Net farm income took a 29 percent hit last year, dropping to the lowest level since the 1980s and putting many farmers under “tight budget constraints,” Keith Collins said at the 79th annual Agricultural Outlook Forum in Arlington, Va. Net cash income was down 22 percent.
USDA projections are that net cash income will be up in 2003, he says, but if government payments to farmers are excluded, the numbers will be basically flat when higher production costs are factored in.
Additionally, the slow pace in signups for farm programs last year resulted in over $4 billion in payments to farmers being shifted from 2002 to 2003, Collins says.
As a result, more farmers had to extend loans, and the impact was felt throughout the agricultural sector, with fewer purchases of machinery and other farm goods. However, farm banks remained in “good, sound condition” and the value of assets held by U.S. farmers continued to grow.
The tight financial situation for farmers was eased somewhat, Collins says, by the fact that three of every four farm households now earn a significant portion of their income from off-farm employment.
The 10 percent of large U.S. farms that are responsible for two-thirds of all farm production continued to show above average returns.
The “big killer” in last year’s dismal farm income picture, he says, was the livestock sector, which was down $10.5 billion.
U.S. exports, which “fared reasonably well over the last couple of years, even with the global economic slowdown,” are projected to hit $57 billion this year, up from $53.3 billion last year.
The USDA’s baseline projections, which extend to 2012 and are based on a scenario of “no shocks” and current assumptions about U.S. and world economies, weather, etc., suggest that exports could reach the old record of $60 billion in 2005 and could hit $72 billion.
Weather will be a key factor shaping the near-term outlook for agriculture, Collins says.
Noting recent stronger prices for major commodities, he cautions, however, that rebounding yields and increased competition around the world will likely cause a pullback in prices.
World grain use, in a continuing uptrend, points to above normal consumption, he says, along with declining stocks, and could result in the highest prices since the mid-1990s, “but nowhere near the prices we saw then.” Increasing production from competing countries and newly emerging exporters will dampen any shot at such prices, he says.
Nevertheless, Collins termed the export grains outlook “astonishing,” with forecasts pointing to more than 100 million tons of shipments this year, compared to 34 million tons in 1994/95.

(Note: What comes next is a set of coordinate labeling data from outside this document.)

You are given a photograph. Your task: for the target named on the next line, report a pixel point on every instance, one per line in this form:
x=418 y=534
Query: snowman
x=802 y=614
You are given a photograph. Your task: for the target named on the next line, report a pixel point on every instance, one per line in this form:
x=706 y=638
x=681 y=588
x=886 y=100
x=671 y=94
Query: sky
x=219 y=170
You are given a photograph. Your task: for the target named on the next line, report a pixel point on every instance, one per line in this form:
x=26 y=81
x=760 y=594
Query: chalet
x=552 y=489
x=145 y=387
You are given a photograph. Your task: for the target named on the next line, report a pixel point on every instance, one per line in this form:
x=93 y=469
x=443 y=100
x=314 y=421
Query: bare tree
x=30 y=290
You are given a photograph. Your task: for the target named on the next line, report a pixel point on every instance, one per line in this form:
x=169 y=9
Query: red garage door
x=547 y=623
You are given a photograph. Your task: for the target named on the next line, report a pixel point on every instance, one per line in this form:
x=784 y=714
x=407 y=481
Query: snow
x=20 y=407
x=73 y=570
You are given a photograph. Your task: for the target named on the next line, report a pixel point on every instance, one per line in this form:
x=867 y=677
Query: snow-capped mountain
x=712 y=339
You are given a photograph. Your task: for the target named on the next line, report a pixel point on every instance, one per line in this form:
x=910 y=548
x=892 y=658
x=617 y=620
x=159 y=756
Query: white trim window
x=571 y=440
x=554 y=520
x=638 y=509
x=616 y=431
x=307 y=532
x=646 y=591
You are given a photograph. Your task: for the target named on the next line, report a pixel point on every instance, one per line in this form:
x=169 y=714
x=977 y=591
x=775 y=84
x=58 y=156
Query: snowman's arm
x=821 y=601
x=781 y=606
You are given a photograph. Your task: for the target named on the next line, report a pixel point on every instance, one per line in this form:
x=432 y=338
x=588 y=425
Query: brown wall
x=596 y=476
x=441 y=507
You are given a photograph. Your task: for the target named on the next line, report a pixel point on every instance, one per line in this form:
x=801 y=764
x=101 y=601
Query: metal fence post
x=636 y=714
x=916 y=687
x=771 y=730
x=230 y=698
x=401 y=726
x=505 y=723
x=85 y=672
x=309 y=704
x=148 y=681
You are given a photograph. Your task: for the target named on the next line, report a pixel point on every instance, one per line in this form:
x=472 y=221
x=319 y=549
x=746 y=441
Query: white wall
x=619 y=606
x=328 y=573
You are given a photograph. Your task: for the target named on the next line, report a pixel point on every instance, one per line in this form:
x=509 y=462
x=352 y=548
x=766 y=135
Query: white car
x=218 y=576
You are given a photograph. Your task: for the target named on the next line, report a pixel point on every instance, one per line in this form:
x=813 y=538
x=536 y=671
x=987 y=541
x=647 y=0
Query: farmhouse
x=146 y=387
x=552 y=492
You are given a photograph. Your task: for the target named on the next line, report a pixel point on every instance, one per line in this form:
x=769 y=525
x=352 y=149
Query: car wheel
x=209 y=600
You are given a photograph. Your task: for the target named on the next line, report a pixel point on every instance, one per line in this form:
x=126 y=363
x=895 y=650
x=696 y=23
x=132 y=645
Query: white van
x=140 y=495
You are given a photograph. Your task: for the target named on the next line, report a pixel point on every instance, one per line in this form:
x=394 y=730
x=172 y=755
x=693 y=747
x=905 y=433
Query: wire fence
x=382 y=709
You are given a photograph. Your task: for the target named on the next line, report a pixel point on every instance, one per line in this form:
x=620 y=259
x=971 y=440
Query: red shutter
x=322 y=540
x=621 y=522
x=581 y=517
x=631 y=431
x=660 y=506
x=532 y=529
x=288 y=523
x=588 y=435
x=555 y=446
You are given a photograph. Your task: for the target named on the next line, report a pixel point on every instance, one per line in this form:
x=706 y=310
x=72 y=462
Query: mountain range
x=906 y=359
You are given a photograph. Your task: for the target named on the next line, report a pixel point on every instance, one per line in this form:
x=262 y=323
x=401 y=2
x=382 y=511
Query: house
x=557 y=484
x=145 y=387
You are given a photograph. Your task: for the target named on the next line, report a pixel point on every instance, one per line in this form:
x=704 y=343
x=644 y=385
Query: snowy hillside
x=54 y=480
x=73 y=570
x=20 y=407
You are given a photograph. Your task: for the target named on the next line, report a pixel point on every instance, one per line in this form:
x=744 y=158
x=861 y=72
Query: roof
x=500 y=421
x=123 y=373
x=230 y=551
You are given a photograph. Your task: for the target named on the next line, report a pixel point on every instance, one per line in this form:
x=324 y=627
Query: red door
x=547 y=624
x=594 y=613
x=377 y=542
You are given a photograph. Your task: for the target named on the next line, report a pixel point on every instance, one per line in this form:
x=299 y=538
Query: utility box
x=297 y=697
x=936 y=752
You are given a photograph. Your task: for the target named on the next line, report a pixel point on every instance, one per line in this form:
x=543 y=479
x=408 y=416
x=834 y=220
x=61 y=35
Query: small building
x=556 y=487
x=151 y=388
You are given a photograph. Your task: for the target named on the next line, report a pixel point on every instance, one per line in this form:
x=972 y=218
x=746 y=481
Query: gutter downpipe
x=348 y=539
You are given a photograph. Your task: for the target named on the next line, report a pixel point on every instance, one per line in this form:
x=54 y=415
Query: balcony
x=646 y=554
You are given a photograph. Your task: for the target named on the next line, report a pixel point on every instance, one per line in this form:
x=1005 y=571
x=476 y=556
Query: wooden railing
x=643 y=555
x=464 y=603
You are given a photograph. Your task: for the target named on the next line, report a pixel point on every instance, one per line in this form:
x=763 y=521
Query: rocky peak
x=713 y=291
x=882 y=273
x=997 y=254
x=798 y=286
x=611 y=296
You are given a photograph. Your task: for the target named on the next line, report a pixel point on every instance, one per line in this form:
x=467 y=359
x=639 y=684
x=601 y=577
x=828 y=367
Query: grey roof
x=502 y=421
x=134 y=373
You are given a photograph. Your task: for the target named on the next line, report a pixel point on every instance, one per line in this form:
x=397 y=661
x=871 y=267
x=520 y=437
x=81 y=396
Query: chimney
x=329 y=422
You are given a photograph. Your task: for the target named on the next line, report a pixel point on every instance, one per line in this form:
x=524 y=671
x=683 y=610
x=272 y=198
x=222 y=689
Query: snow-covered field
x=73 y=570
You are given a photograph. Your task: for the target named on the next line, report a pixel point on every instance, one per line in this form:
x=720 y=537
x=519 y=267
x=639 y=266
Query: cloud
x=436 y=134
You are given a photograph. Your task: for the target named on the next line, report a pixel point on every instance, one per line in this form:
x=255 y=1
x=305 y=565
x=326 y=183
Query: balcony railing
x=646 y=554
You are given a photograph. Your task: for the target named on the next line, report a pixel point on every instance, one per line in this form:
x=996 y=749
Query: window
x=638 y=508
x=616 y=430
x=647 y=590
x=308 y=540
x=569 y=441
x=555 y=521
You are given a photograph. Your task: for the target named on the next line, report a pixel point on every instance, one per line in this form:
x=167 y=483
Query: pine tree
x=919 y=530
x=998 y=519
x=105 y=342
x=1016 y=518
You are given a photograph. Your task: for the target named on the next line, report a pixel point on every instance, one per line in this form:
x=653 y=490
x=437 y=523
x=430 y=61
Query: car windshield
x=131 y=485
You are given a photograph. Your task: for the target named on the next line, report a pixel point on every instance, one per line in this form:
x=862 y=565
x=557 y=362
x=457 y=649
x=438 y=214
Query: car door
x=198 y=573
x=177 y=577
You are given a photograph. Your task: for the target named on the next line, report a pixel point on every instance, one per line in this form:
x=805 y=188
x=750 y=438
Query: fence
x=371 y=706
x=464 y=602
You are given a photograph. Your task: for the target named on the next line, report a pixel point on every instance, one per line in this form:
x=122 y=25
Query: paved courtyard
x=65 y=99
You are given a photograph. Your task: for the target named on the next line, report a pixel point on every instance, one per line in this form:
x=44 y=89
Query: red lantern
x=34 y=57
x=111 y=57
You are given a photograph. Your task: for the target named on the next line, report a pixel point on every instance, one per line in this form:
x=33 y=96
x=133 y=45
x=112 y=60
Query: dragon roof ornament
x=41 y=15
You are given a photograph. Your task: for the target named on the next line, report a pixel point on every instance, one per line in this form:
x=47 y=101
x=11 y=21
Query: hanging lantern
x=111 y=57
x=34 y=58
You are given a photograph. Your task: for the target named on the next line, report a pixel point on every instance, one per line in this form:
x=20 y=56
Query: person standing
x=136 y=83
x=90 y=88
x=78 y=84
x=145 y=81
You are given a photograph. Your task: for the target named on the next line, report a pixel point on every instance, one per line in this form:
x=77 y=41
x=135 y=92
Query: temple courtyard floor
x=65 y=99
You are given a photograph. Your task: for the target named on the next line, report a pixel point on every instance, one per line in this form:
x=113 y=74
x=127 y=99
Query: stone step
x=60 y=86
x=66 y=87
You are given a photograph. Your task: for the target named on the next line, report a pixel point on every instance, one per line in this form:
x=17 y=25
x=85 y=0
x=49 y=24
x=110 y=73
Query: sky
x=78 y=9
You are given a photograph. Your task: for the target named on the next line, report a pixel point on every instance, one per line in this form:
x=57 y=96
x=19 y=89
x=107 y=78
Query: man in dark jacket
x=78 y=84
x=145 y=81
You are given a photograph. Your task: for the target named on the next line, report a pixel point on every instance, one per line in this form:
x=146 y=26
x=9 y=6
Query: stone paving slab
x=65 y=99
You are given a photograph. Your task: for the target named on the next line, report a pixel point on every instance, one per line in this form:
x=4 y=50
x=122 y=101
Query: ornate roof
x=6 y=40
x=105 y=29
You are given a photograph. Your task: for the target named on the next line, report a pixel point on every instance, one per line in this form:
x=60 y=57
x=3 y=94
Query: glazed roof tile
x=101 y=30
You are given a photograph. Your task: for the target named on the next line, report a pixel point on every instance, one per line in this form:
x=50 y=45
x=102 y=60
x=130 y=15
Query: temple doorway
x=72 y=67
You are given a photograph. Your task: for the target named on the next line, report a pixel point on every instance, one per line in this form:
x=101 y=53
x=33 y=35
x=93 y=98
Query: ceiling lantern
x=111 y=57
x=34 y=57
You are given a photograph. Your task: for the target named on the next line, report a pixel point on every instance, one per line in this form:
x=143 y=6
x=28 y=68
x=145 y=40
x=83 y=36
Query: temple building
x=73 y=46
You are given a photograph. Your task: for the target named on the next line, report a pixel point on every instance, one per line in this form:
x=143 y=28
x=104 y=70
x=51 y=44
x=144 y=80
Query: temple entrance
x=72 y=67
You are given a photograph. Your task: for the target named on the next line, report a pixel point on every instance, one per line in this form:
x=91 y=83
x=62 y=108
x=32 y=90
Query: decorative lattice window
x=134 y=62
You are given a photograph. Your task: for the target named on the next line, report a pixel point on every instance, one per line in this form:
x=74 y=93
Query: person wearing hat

The USDA outlook is for an increase of about 1.5 million acres in corn this year, with a corresponding decrease in soybeans; a 500,000-acre increase in cotton; and a decline in rice plantings due to “very low prices.”
All major crops “look in better balance” in terms of projected carryover, Collins says, with the exceptions of wheat and soybeans, which will rise “only slightly.
Drought forecasts for the Midwest grain areas indicate “a serious situation” for the start of this crop year; “they’re going to need cooler weather and timely rains” in order to have good crops,” he says.
Weather will also be a determining factor in the recovery of the cattle market, he notes. “Over the past two years, we’ve been very optimistic about this market – and we’ve been wrong. The liquidation that started in 1995 is into its seventh year.” The turning of the cattle cycle, Collins says, will depend on whether the drought continues in key areas, forcing producers to move more cows to feedlots.
Hog prices were below break-even last year and USDA expects production will be down again this year, by 1 percent, with an increase in prices. Broilers, hit by a sharp 12 percent decline in exports this year, will see only a 1 percent expansion this year, with prices up by about 8 percent.
The dairy sector has “the weakest prospects” in the sector, Collins says; a projected price for milk of $11.60 per cwt. will be the lowest since 1978.
For exports, wheat shipments are expected to be down, corn will increase moderately, and cotton will see “even stronger exports than in the last two years.”
Looking at projections for consumer trends, Collins says the lagging economy will likely keep food consumption this year at about the same level, with little change in “stagnant grocery store sales.”
USDA’s projections of changes in consumption patterns to 2020, he says, point to a continuing increase for fruits and vegetables (except potatoes), yogurt, eggs, poultry, grains, and nuts, while declines are expected for red meat, milk, cheese, and potatoes.